Marlena’s kids screamed like banshees, unchallenged, for what they wanted. They also snacked, unrestricted, on junk food all day long. But when it came time for dinner, Mom hovered, micro managed and pressured them over every bite, while they resisted.

“Two bites of fish before you can have another tomato,” she’d say, or “Three bites of meat before you can have your dessert,” or “You have to clean your plate before you can leave the table.”  The parents managed to ride the pendulum from over-parenting to under-parenting and back, all in the course of a meal. No one was enjoying themselves much.

The kids were resistant to good food because of the parents’ relentless urging to eat it, not to mention they weren’t hungry, due to snacking on bad food all day.  They were generally eating and doing whatever they felt like doing, or n’importe quoi, just as the French so often accuse American kids of doing, according to Druckerman.

Two Sides to the Same Dysfunctional Coin

This nonchalance where we should be strict, and arm-twisting where we should give children freedom, seem to come in one package like two sides of the same coin or the poles on a magnet. It’s a chain reaction. One part unravels and the rest tends to follow.  Parenting isn’t much fun for these parents, I notice.

Children who become used to getting whatever they want and accustomed to having those around them drop everything to serve them tend to become nobody’s favorite classmate, co-worker or family member. Children who get to eat junk food while being pushed to eat what their parents want them to eat generally eat pretty poorly. Two sides of the same coin again. More general lack of joy.

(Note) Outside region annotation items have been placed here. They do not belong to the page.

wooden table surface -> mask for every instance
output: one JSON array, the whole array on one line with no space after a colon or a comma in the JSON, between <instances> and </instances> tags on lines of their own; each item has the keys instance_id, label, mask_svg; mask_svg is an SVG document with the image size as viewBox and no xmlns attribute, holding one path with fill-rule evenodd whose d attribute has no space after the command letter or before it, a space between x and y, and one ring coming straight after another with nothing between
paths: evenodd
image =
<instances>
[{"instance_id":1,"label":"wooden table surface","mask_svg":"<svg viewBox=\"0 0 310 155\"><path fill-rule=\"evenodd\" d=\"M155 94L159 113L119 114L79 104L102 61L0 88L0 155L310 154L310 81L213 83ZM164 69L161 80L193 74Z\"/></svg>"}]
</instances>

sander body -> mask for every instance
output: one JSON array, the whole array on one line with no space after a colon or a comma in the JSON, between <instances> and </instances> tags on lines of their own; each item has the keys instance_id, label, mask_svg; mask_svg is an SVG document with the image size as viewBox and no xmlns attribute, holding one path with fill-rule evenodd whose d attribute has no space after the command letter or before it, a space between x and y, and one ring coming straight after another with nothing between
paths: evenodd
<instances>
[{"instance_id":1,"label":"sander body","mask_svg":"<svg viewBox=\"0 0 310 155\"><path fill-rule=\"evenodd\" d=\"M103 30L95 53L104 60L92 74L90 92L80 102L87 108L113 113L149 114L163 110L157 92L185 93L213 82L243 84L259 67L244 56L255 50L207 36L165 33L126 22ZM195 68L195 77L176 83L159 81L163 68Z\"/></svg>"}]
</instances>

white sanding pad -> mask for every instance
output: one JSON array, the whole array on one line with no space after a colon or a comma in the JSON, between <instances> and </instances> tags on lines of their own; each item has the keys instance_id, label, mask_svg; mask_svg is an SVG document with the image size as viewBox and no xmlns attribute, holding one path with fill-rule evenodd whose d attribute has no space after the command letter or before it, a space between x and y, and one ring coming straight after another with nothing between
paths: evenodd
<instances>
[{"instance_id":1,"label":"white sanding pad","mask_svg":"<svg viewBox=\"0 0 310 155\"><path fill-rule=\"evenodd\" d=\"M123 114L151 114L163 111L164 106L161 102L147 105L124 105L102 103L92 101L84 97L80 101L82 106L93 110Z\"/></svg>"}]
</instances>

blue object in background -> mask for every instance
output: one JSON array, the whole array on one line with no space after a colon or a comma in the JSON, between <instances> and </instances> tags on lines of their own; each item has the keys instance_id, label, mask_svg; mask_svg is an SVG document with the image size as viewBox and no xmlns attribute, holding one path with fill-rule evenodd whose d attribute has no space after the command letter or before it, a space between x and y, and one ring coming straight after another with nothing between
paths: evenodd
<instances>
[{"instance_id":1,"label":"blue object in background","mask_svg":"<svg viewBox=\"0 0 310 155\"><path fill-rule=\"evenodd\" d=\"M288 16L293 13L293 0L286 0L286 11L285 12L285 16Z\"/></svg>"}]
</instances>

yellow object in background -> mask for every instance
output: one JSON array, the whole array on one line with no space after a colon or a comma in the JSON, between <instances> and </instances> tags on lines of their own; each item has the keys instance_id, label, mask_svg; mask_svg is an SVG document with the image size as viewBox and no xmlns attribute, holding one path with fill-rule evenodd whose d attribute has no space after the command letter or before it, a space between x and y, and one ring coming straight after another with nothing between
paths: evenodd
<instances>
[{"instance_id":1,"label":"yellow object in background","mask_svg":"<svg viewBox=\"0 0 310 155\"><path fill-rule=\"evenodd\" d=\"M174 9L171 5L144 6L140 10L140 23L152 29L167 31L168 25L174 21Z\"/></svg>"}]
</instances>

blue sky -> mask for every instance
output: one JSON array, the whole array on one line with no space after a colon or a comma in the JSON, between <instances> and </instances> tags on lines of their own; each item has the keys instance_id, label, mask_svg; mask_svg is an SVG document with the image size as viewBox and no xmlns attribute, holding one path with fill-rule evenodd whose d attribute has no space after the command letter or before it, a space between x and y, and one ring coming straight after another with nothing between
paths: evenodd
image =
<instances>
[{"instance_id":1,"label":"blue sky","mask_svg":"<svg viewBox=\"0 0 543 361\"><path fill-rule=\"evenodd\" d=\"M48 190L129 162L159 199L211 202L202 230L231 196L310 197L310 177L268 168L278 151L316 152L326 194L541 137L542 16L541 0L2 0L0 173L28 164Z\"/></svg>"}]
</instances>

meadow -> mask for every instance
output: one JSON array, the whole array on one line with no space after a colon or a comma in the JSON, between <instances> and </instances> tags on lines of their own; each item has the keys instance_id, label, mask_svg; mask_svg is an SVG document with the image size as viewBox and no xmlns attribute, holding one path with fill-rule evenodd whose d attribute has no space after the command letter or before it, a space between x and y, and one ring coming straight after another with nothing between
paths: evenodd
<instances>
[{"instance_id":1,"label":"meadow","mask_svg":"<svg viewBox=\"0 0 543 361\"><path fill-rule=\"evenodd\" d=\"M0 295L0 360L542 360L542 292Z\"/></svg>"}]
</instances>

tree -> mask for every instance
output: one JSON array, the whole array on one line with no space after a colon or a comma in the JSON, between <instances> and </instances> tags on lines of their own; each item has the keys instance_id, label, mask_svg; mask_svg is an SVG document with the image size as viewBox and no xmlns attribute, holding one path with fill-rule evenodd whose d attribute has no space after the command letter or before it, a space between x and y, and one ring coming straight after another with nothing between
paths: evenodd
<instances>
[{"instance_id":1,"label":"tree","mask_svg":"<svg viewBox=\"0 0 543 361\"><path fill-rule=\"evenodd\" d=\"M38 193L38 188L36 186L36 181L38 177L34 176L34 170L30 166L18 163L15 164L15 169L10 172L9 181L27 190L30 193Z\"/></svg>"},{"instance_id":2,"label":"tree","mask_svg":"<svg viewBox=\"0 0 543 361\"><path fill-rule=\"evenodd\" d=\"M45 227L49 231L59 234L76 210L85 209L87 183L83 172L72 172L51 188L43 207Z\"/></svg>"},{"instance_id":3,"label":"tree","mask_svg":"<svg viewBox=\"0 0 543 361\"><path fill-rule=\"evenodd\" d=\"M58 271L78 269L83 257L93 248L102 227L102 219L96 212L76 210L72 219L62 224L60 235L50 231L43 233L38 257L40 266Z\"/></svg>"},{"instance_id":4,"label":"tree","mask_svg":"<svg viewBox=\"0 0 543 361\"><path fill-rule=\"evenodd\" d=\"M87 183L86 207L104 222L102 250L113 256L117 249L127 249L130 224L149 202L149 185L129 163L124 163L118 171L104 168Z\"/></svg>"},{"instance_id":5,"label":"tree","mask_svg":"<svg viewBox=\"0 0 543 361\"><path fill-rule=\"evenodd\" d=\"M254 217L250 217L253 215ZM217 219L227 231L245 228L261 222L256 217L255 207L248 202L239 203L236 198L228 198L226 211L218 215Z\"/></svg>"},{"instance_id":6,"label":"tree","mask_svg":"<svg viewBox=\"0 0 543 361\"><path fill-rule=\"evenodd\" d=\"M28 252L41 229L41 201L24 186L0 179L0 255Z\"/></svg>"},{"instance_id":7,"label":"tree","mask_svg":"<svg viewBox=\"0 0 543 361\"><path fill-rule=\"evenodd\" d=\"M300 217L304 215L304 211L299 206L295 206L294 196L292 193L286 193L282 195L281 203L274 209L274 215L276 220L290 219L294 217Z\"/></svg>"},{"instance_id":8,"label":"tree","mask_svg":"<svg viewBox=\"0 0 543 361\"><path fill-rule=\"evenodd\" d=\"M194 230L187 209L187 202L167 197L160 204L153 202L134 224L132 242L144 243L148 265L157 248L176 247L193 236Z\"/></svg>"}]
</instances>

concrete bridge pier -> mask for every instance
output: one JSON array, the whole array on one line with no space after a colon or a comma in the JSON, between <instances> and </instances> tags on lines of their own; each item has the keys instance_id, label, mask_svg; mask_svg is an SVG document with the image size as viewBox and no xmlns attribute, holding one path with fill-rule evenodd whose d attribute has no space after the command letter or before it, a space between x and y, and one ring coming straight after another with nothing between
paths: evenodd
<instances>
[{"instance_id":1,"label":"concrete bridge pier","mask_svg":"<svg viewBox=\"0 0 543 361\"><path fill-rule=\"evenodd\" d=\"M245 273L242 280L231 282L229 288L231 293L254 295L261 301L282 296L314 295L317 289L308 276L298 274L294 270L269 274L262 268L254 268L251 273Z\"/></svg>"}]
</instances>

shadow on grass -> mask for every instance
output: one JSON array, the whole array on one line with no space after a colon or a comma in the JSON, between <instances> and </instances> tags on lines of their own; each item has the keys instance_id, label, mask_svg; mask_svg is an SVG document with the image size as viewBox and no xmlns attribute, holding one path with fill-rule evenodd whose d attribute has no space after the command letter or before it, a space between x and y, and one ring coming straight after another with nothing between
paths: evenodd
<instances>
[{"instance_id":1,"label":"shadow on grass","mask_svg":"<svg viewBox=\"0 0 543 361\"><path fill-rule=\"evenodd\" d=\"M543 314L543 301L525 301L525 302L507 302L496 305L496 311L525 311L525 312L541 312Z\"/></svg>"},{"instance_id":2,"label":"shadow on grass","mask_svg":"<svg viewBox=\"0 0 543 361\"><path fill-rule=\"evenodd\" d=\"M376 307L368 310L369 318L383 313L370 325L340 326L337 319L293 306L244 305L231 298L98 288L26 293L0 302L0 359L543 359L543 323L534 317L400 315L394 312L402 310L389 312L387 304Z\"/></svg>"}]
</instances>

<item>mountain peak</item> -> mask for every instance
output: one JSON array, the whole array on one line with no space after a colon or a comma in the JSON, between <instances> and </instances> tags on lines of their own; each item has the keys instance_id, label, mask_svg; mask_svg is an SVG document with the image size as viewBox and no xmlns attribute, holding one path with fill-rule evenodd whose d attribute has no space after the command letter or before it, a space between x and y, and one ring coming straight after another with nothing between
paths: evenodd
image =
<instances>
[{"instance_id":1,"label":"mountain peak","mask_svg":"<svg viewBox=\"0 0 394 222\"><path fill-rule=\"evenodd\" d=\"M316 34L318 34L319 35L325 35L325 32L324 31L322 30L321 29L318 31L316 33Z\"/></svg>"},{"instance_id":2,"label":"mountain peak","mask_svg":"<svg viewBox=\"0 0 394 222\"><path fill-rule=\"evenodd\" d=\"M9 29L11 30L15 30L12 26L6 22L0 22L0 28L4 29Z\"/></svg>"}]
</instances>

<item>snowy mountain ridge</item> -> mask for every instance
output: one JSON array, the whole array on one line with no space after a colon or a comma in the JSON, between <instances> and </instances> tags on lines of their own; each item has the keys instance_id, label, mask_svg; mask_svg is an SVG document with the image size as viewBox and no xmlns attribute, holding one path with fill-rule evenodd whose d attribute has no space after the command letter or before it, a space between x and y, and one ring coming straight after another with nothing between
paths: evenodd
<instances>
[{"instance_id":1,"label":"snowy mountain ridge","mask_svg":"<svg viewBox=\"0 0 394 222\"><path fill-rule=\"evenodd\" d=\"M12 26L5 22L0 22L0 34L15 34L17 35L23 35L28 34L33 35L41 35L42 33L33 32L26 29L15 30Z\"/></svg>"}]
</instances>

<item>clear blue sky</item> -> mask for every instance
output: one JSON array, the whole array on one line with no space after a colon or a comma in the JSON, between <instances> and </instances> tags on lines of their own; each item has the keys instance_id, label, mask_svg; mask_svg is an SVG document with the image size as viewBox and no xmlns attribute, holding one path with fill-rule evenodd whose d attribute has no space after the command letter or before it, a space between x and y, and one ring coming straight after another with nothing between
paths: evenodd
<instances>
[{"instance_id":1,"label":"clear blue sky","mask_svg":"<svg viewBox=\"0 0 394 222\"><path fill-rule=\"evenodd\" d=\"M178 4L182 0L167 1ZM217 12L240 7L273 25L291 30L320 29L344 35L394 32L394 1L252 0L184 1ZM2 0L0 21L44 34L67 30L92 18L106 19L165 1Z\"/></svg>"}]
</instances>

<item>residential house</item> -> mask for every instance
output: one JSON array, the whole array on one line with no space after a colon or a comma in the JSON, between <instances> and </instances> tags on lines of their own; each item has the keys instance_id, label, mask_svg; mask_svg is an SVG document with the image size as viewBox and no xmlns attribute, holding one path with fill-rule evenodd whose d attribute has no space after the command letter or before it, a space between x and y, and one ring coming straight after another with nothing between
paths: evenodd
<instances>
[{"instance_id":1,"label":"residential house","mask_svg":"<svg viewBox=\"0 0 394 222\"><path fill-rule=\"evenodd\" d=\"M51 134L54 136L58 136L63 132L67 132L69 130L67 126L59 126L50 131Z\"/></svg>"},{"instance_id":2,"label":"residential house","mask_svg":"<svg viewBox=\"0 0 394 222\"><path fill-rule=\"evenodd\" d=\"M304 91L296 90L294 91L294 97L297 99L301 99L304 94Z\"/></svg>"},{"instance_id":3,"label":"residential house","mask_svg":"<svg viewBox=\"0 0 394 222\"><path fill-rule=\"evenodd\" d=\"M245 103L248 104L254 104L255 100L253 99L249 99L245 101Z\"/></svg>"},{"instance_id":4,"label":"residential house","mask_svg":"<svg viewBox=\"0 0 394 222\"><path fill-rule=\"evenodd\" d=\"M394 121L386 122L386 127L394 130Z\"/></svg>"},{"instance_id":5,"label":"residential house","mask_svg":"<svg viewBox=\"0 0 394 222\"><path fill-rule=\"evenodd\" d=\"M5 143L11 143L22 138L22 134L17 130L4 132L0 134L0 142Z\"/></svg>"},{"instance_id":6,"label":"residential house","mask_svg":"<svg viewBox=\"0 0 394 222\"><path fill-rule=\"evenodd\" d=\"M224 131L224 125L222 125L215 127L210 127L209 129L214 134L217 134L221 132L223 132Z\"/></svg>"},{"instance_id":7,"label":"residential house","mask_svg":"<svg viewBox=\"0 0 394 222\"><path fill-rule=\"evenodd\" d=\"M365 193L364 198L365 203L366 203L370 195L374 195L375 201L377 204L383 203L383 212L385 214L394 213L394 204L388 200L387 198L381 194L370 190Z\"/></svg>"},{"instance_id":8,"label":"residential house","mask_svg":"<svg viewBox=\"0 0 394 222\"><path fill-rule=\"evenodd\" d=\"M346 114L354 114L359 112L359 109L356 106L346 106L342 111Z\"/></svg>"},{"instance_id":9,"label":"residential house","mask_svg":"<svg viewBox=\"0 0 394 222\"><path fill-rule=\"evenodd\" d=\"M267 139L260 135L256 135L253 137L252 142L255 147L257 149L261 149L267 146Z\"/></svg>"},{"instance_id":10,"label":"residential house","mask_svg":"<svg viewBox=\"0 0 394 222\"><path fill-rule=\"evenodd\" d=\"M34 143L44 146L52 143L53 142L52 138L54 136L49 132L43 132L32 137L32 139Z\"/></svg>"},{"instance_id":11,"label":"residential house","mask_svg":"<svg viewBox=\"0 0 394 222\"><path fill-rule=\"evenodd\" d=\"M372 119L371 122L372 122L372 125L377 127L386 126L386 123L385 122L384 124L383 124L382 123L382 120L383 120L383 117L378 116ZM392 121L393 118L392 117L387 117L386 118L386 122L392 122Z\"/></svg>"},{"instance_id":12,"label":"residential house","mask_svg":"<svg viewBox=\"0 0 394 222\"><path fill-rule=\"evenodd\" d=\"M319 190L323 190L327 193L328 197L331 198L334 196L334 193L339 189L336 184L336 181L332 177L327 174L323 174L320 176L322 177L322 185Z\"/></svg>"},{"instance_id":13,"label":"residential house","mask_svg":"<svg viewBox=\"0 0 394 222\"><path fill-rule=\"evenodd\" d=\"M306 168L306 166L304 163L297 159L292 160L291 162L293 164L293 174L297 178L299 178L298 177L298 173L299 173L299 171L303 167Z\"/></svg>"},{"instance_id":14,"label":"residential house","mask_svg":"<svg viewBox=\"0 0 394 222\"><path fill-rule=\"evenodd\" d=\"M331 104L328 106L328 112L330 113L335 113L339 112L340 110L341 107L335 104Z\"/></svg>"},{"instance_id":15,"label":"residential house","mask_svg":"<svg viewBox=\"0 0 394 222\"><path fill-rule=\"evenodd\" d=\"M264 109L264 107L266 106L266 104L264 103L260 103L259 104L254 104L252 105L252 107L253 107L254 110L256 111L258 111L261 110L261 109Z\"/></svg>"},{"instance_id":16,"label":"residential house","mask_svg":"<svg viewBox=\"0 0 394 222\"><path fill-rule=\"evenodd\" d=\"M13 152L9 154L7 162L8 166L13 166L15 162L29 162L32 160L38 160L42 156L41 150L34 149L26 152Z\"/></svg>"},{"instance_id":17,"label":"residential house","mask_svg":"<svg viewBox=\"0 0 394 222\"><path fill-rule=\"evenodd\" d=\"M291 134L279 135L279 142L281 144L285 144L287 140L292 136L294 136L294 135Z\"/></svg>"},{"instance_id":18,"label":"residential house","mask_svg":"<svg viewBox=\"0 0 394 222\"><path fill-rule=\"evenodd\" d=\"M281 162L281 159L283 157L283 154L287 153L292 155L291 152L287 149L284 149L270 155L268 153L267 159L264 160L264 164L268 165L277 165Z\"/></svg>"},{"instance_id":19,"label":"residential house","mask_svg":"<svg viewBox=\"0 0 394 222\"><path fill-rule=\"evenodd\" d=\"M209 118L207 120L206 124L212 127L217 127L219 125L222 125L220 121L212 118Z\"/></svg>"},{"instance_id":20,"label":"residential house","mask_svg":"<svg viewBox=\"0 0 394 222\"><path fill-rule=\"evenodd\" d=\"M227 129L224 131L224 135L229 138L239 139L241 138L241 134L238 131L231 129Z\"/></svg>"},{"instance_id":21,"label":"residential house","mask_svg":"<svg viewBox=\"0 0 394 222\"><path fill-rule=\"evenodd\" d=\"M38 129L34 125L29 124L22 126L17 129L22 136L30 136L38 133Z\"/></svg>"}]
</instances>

Yet, if we reverse the negative and positive charges, it can all work beautifully. The pattern of bad eating and bad behavior can be overturned by insisting on agreeable behavior at the table, which is enforced by restricting access to food if they misbehave, which is in turn reinforced by hunger that is caused by lack of random snacking.  The appetite, like a mighty river, is going to flow, but it doesn’t have to be the master. It can be directed to be your servant, and your children’s servant, by giving freedom within bounds, and no freedom outside of bounds.

I know how brutal it sounds, but it can and should all be done sweetly and gently, yet firmly: for the children’s sakes and for the sake of all those who must be around those children, including those children’s parents. What’s good for them is good for us.